My conclusion is the test statistics starts going over the upper bound around 180 - 200 data points. This means the predictive error stars becoming to large to say that our data does not have any change. The model MA(2) model starts becomes the wrong model. We reject the null hypotheses. The data has structural change.

3. The data BC represents the Bank Credit of All Commercial Banks.

# Reads xls
BC = read_excel("BC.xls")

(a) Plot the ACF and PACF of the data. Do you think this data can be stationary? If yes, what kind of model do you think will fit the data best (AR, MA, or ARMA)?

# Plots Bank Credit of All Commercial Banks
plot.ts(BC$BCR)

# ACF of Bank Credit of All Commercial Banks 
acf(BC$BCR)

## PACF of Bank Credit of All Commercial Banks
pacf(BC$BCR)

This data can be stationary. ARMA model would be the model that will fit the data best.

(b) Estimate the following model use the original data. Which model gives us the the smallest BIC?

\[y_t = α_0 + α_1y_{t−1} + ε_t\]

\[y_t = α_0 + ε_t + β_1ε_{t−1}\]

\[y_t = α_0 + α_1y_{t−1} + ε_t + β_1ε_{t−1}\]

# Estimate the model
b.3 <- arima(BC$BCR, order = c(1,0,0)) # first is AR, second is i, third is MA. 
# BIC 
AIC(b.3, k = log(length(BC$BCR)))
## [1] 1645.195
# Estimate the model
b.3.b <- arima(BC$BCR, order = c(0,0,1)) # first number is AR, second is i, third is MA. 
# BIC 
AIC(b.3.b, k = log(length(BC$BCR)))
## [1] 1678.615
# Estimate the model
b.3.c <- arima(BC$BCR, order = c(1,0,1)) # First is AR, second is i, and third is MA. 
# BIC 
AIC(b.3.c, k = log(length(BC$BCR)))
## [1] 1650.808

\(y_t = α_0 + α_1y_{t−1} + ε_t\) BIC is 1645.195.
\(y_t = α_0 + ε_t + β_1ε_{t−1}\) BIC is 1678.615.
\(y_t = α_0 + α_1y_{t−1} + ε_t + β_1ε_{t−1}\) BIC is 1650.808.

The model with the smallest BIC is the first one \(y_t = α_0 + α_1y_{t−1} + ε_t\) with a BIC of 1645.195.
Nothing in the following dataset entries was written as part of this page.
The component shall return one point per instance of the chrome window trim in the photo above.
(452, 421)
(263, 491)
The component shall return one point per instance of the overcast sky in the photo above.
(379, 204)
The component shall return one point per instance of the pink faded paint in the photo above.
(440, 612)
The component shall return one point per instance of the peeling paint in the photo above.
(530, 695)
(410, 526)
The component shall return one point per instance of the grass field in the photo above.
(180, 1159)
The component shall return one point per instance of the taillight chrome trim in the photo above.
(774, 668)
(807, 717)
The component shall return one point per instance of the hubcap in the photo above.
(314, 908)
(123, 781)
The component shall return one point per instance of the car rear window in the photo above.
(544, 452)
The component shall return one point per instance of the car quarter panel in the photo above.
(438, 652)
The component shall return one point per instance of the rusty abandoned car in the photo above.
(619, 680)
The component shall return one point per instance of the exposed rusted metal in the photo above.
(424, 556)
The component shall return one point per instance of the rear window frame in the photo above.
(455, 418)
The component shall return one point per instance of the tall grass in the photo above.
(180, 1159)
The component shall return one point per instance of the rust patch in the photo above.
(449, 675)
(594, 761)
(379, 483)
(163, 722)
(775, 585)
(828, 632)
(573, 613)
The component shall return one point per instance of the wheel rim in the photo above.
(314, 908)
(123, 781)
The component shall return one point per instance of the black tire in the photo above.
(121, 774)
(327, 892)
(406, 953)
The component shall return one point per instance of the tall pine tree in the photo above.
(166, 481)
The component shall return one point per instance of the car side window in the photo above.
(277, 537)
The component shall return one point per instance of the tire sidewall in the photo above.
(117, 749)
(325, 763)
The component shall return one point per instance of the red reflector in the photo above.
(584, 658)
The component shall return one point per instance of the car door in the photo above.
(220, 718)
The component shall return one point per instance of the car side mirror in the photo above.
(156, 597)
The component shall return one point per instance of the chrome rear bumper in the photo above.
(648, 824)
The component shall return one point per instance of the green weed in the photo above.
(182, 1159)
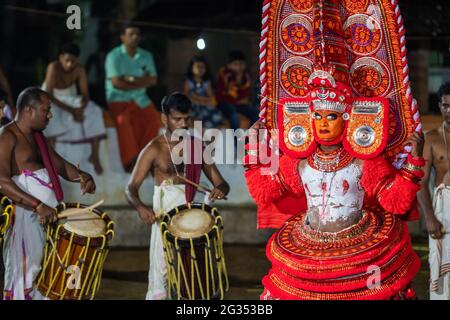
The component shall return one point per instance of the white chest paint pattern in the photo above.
(334, 195)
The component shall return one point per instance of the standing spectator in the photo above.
(233, 90)
(10, 108)
(130, 70)
(198, 88)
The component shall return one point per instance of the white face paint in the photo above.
(333, 196)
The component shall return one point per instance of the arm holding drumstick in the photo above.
(72, 173)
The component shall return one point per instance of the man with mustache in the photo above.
(170, 191)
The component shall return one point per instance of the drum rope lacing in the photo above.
(92, 277)
(176, 276)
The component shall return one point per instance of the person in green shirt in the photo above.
(130, 70)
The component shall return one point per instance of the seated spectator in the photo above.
(76, 119)
(198, 88)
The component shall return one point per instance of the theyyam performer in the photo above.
(336, 99)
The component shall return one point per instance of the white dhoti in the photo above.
(439, 257)
(166, 197)
(25, 240)
(65, 129)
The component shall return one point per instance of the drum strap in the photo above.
(193, 167)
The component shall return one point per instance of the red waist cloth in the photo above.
(372, 260)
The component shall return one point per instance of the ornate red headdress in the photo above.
(343, 55)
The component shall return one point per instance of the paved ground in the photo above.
(125, 272)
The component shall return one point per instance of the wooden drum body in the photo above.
(192, 239)
(74, 255)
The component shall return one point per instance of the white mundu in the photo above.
(64, 128)
(25, 240)
(166, 197)
(439, 257)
(c) Use CUSUM test to check whether there is structural change in the data. Use AR(1) model and set F START = 200. What is your conclusion? Informally, when is the structural change point?

# CUSUM test
############### This is going to be on the final
# Expanding Window Forecast

N2 = length(BC$BCR)
F_start = 200
spread_fct1 = matrix(0,N2,1)
for(i in F_start:(N2-1)){
  is3 <- arima(BC$BCR[1:i], order = c(1,0,0))
  a = forecast(is3,h=10)
  b = a$mean
  spread_fct1[i+1]=b[1]
}

fct1_err = BC$BCR[F_start+1:N2] - spread_fct1[F_start+1:N2]
fct1_err = fct1_err[1:(N2-F_start)]

cusum1 = matrix(0,N2-F_start,1)
upbd = matrix(0,N2-F_start,1)
lwbd = matrix(0,N2-F_start,1)
for(i in 1:(N2-F_start)){
  cusum1[i] = sum(fct1_err[1:i])/sd(fct1_err)
  upbd[i] = 0.948*((N2-F_start)^0.5+2*(i+1)*(N2-F_start)^(-0.5))
  lwbd[i] = -0.948*((N2-F_start)^0.5+2*(i+1)*(N2-F_start)^(-0.5))
}

plot.ts(cusum1,ylim = c(-100,100))
par(new=TRUE)
plot.ts(upbd,ylim = c(-100,100))
par(new=TRUE)
plot.ts(lwbd,ylim = c(-100,100))

The cumulative square, the predictive error stays between the lower and upper bound. This means the data does not have any structual change. We accept the null hypothesys. There is no structural change point.